Martin, G., MacLachlan, M., Labonté, R., Larkan, F., Vallières, F., & Bergin, N. (2016). Globalization and Health: developing the journal to advance the field. Globalization and Health, 12(1), 6. https://doi.org/10.1186/s12992-016-0143-2
Suggestions for future themes within Globalization and Health, reflecting the anticipated development of the field over the next decade.
Mental Health An important emerging field in global health discourse. The journal has had five publications thus far with mental health as the primary research topic. While mental health may be covered under the general term ‘NCD’ its focus within ‘Globalization and Health’ has not been as substantial as other NCD areas.
Human Resources The death of human resources for health continues to act as one of the most important barriers to achieving health for all. As both the HIV and Ebola epidemics demonstrated, the absence of trained health workers, especially front-line health workers, exacerbate the spread of epidemics. This migration of health personnel, mostly from poor countries to rich countries is facilitated by an increasingly globalized world.
Health technology Advancements in technology (e.g. eHealth, mHealth, telemedicine, assistive products and medical devices) have created immense promise for a more efficient and inclusive delivery of health care. To be effective however, technology must also be accompanied by a capable and motivated user, and an effective system of support and maintenance, where appropriate.
Gender, equity and human
rights
Human rights, including the ‘right to health’, have not been prominent in the journal, with only 2 publications coded as having human rights as a main theme. This is somewhat surprising given that the WHO Constitution ‘enshrines the highest attainable standard of health as a fundamental right of every human being’. This theme includes global health law and treaties that impact on human rights.
Migration Issues surrounding migration, such as the brain drain and sexual violence against migrants have featured thus far in the journal. Health access and issues faced by migrants have also been explored. Climate change and natural resource depletion are expected to increasingly drive migration, both of which have inherently global causes and consequences.

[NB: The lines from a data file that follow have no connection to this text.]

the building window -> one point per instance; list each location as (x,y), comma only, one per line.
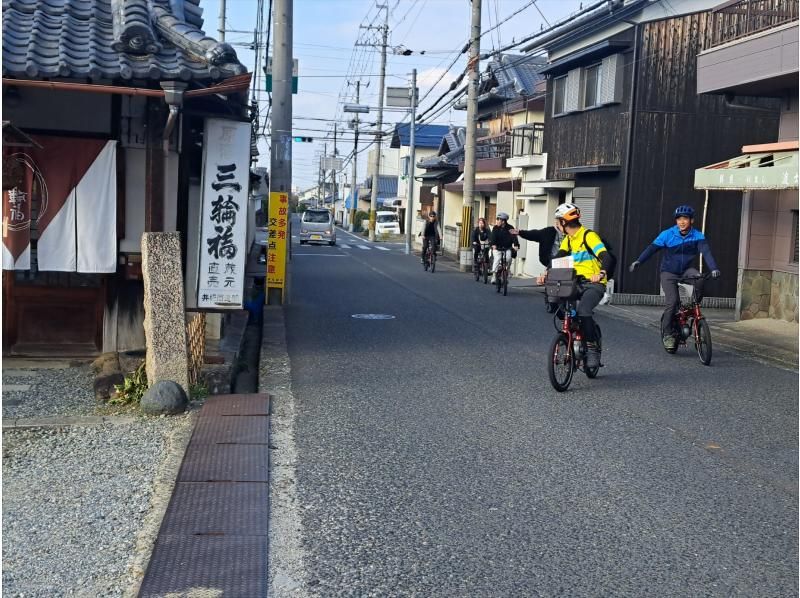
(591,86)
(559,93)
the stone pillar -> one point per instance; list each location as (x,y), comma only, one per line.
(164,320)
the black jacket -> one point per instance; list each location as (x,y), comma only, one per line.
(545,237)
(479,235)
(431,229)
(502,238)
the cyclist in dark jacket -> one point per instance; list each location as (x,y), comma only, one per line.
(502,241)
(431,234)
(681,245)
(480,234)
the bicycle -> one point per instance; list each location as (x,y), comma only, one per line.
(501,275)
(568,348)
(481,267)
(690,321)
(429,260)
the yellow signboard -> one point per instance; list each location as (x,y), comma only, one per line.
(277,238)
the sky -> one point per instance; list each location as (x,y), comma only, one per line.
(325,36)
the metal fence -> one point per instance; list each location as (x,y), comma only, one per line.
(740,18)
(195,344)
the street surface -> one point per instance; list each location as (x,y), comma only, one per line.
(435,459)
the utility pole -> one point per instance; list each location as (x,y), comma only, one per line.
(465,260)
(333,176)
(354,185)
(379,133)
(413,157)
(281,141)
(221,20)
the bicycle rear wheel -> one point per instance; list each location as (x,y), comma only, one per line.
(560,362)
(702,341)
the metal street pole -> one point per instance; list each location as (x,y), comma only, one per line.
(281,141)
(222,21)
(354,186)
(378,135)
(410,202)
(469,150)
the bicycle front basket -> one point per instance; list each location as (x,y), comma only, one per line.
(561,284)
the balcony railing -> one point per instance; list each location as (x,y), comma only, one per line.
(526,140)
(739,18)
(496,146)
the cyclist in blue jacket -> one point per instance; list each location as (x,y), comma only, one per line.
(681,244)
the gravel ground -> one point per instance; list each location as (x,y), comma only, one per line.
(52,392)
(82,504)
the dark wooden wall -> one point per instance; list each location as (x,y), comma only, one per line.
(675,132)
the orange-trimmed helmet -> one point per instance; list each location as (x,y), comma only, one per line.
(568,212)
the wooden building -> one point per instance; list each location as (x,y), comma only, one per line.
(624,122)
(114,93)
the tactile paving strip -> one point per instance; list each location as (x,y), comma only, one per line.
(231,429)
(217,508)
(250,404)
(208,566)
(225,463)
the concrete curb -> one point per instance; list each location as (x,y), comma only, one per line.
(67,421)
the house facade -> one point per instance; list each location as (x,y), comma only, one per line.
(752,51)
(625,125)
(115,98)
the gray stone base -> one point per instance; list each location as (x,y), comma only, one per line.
(768,294)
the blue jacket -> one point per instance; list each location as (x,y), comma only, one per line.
(679,250)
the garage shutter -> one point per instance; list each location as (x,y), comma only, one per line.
(587,199)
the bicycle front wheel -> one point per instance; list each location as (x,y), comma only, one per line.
(560,363)
(702,341)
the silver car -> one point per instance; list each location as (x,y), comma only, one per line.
(316,226)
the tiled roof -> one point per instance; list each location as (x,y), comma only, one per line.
(112,39)
(509,77)
(451,150)
(424,135)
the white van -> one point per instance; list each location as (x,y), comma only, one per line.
(387,222)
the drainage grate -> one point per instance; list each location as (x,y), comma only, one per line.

Sustainable development goals Research in the journal thus far has reviewed health systems in relation to the MDG, where papers have highlighted the top down approach taken to their establishment and the difficulties in implementing them in the global south [8, 68]. The SDGs present a new opportunity to encourage research with a different emphasis, particularly on coherence (or incoherence) between the different goals, their measurement, government accountability for compliance and global financing for the SDGs.
Intercultural aspects of global
health
The journal has yet to include much on pluralist health environments and the complexities that such environments pose for practitioners. The role of traditional health knowledge, the role of traditional health practices and practitioners, cultural and communicative competency in delivering international health programs, protection of cultural health knowledge, differential health risks of indigenous populations.

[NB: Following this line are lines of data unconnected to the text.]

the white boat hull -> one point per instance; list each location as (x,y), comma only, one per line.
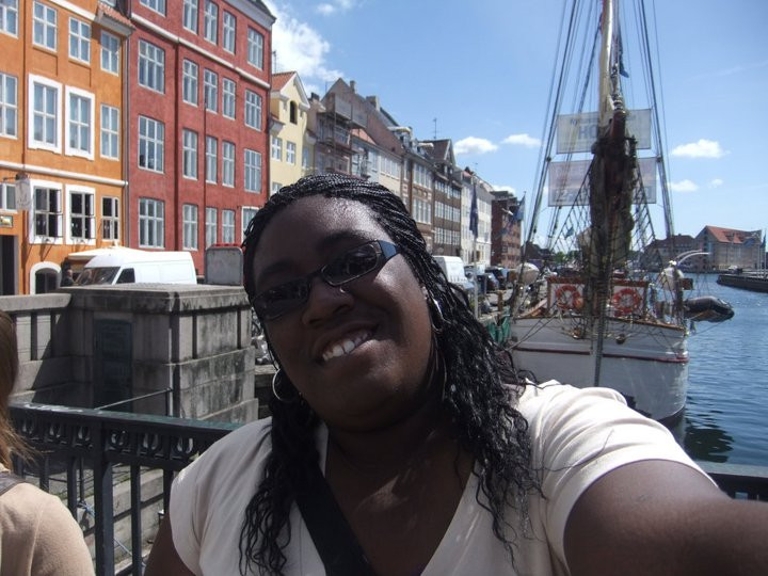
(646,362)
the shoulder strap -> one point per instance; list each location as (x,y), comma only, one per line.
(7,481)
(330,531)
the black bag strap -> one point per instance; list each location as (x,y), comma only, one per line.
(330,531)
(7,481)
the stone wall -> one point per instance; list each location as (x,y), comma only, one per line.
(100,345)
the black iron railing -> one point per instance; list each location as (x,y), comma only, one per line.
(87,456)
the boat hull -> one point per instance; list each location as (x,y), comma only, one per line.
(646,362)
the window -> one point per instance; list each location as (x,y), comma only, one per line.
(156,5)
(189,82)
(228,98)
(110,53)
(211,17)
(248,214)
(110,132)
(9,17)
(80,107)
(190,16)
(211,89)
(110,218)
(211,159)
(45,113)
(79,40)
(277,148)
(151,144)
(44,24)
(189,154)
(151,66)
(228,226)
(82,218)
(48,213)
(227,163)
(230,32)
(252,171)
(7,196)
(255,49)
(211,217)
(189,227)
(151,223)
(252,110)
(9,105)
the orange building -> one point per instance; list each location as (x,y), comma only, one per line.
(61,150)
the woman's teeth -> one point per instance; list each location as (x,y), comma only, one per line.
(344,347)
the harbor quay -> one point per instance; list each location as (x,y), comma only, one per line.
(122,386)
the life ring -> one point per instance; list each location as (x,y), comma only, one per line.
(567,297)
(626,301)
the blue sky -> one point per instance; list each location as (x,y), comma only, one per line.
(479,73)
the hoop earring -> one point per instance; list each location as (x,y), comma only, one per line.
(283,399)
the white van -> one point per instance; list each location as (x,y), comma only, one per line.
(453,267)
(139,266)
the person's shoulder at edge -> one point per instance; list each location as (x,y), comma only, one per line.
(42,521)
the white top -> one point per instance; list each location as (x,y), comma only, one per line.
(577,436)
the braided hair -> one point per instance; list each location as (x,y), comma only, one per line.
(479,397)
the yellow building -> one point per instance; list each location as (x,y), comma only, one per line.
(291,154)
(61,146)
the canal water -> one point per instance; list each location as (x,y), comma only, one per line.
(726,416)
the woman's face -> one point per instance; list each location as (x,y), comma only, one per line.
(358,353)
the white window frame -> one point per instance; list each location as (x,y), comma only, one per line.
(86,217)
(151,142)
(110,53)
(79,126)
(253,109)
(9,17)
(151,67)
(228,226)
(50,119)
(191,15)
(9,105)
(110,218)
(189,226)
(211,226)
(45,23)
(211,22)
(189,154)
(228,92)
(228,151)
(79,40)
(252,167)
(211,90)
(47,207)
(211,159)
(255,48)
(110,132)
(229,32)
(151,223)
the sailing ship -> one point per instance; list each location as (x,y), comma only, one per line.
(598,305)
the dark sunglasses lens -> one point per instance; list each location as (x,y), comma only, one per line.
(351,265)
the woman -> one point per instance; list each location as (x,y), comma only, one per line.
(38,535)
(439,461)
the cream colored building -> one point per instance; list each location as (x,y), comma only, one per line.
(290,156)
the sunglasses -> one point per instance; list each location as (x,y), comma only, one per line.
(351,265)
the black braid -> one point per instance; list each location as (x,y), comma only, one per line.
(482,386)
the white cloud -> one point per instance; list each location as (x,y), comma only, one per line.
(522,140)
(683,186)
(474,145)
(300,47)
(701,149)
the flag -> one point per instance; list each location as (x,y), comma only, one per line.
(473,216)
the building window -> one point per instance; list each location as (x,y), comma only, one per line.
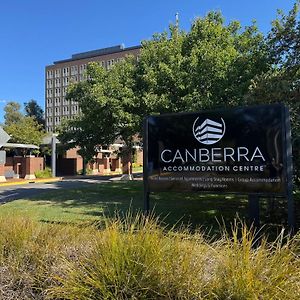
(57,82)
(66,81)
(57,73)
(110,63)
(49,93)
(74,70)
(66,71)
(57,92)
(74,78)
(49,74)
(82,68)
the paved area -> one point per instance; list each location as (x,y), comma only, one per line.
(18,191)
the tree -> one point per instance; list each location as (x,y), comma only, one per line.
(12,113)
(210,66)
(281,82)
(32,109)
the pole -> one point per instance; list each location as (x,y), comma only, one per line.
(53,156)
(145,168)
(254,210)
(289,173)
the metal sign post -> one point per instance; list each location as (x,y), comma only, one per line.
(289,173)
(53,156)
(4,137)
(145,168)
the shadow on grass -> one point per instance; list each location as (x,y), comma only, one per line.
(93,201)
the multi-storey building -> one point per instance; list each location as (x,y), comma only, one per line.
(61,73)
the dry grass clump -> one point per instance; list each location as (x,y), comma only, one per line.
(135,258)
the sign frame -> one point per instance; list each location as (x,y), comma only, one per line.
(253,197)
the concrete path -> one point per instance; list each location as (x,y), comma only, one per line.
(21,191)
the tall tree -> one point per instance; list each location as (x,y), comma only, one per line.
(32,109)
(210,66)
(12,113)
(281,82)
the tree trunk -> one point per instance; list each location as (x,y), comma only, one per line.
(84,163)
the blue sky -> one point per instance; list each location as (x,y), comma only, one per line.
(34,33)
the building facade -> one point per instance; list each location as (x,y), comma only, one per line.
(61,73)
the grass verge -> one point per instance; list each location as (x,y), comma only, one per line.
(136,258)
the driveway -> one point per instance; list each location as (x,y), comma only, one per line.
(14,192)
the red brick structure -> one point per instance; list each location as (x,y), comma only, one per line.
(2,177)
(23,167)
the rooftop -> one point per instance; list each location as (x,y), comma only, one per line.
(98,52)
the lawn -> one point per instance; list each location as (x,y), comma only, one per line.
(103,200)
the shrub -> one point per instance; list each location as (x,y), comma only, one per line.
(135,258)
(46,173)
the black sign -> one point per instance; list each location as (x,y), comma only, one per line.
(240,150)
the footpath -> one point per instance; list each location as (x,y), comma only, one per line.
(14,181)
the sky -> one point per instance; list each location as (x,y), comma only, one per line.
(35,33)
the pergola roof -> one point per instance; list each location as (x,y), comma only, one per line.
(23,146)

Transnational corporations and
health
The size and reach of transnational corporations has been one of the dominant features of contemporary globalization. Health benefits via economic growth and employment are offset by the diffusion of hazardous products and the environmental and social damages associated with extractive industries. Attempts to regulate their practices have been countered by claims of voluntary corporate social responsibility. Some attention to these issues has been given in this journal, but more is needed as the global health influence of these corporations continues to rise.

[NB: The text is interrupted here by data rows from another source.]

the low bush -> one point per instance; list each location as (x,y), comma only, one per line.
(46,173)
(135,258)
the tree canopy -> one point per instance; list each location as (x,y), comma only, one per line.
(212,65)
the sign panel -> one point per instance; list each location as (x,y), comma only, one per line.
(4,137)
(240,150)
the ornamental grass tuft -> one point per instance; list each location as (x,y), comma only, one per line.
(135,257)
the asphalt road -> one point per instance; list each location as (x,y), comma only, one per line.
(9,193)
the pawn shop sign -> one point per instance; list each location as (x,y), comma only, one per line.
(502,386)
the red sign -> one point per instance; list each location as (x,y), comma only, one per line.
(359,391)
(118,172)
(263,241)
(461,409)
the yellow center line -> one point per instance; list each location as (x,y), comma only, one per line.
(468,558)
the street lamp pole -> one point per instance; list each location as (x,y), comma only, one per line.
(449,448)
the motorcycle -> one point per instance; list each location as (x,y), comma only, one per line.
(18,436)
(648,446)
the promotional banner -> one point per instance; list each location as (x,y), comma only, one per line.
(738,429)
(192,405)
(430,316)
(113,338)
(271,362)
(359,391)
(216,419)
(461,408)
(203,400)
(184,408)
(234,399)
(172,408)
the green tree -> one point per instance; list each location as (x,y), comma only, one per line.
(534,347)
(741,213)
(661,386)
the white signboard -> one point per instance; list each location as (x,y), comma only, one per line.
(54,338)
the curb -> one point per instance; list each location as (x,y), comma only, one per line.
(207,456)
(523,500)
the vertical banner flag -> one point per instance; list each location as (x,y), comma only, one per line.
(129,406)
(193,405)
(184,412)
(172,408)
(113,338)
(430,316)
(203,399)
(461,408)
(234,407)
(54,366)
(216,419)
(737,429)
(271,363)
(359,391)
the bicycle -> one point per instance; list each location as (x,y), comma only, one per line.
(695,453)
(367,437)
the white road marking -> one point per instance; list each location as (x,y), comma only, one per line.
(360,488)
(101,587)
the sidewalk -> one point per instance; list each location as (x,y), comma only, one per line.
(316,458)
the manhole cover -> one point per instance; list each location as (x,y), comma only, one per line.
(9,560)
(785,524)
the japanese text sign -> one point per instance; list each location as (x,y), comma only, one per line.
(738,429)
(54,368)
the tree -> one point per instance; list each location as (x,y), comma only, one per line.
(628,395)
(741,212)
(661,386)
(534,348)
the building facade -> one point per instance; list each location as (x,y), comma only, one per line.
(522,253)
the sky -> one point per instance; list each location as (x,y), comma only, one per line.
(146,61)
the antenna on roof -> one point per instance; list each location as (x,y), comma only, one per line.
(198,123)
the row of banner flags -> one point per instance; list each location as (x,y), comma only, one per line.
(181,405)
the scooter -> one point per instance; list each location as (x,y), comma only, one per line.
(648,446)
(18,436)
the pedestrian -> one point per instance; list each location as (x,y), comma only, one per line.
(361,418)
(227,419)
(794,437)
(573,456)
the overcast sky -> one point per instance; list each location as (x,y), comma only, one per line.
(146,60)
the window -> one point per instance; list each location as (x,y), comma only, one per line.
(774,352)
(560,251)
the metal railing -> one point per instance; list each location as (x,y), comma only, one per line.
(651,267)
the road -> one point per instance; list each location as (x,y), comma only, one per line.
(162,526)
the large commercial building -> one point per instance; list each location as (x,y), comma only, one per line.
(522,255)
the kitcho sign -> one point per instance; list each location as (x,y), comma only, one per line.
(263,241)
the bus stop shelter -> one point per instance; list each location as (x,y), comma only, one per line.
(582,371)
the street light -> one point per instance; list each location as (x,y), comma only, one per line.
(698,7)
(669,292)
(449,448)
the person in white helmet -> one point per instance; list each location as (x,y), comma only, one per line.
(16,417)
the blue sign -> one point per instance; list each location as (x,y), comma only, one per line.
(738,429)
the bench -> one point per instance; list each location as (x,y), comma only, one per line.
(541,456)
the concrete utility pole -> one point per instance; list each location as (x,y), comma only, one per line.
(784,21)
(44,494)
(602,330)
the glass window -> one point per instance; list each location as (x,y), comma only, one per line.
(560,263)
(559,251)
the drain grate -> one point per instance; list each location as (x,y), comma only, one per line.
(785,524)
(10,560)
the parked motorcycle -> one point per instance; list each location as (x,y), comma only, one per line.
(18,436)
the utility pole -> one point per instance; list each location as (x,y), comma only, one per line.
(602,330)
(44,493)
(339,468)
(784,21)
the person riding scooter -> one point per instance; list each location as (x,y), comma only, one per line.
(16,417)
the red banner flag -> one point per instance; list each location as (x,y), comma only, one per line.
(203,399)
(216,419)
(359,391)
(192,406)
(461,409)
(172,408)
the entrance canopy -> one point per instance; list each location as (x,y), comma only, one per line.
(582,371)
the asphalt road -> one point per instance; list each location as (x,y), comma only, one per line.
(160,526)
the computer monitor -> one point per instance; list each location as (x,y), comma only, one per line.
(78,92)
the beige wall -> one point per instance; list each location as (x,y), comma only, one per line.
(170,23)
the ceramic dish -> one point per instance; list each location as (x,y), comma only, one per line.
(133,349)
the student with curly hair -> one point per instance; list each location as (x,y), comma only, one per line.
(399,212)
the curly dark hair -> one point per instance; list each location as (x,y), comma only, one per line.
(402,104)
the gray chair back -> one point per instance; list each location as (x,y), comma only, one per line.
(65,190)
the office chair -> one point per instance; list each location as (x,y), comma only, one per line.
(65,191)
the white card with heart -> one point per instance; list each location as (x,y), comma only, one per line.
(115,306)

Health and global security A dominating concern in global health is that of health security, reducing the risk of novel pathogens and the rise and spread of antimicrobial resistant diseases. The journal has paid some attention to this aspect of health and global security. But health is also affected by other security issues, ranging from regional conflicts and their causes, the ‘war on terror’, and the health opportunity costs of militarization. Health has also been mooted as a ‘peace dividend’ in conflict areas, while international health work in conflict areas or fragile states poses particular challenges.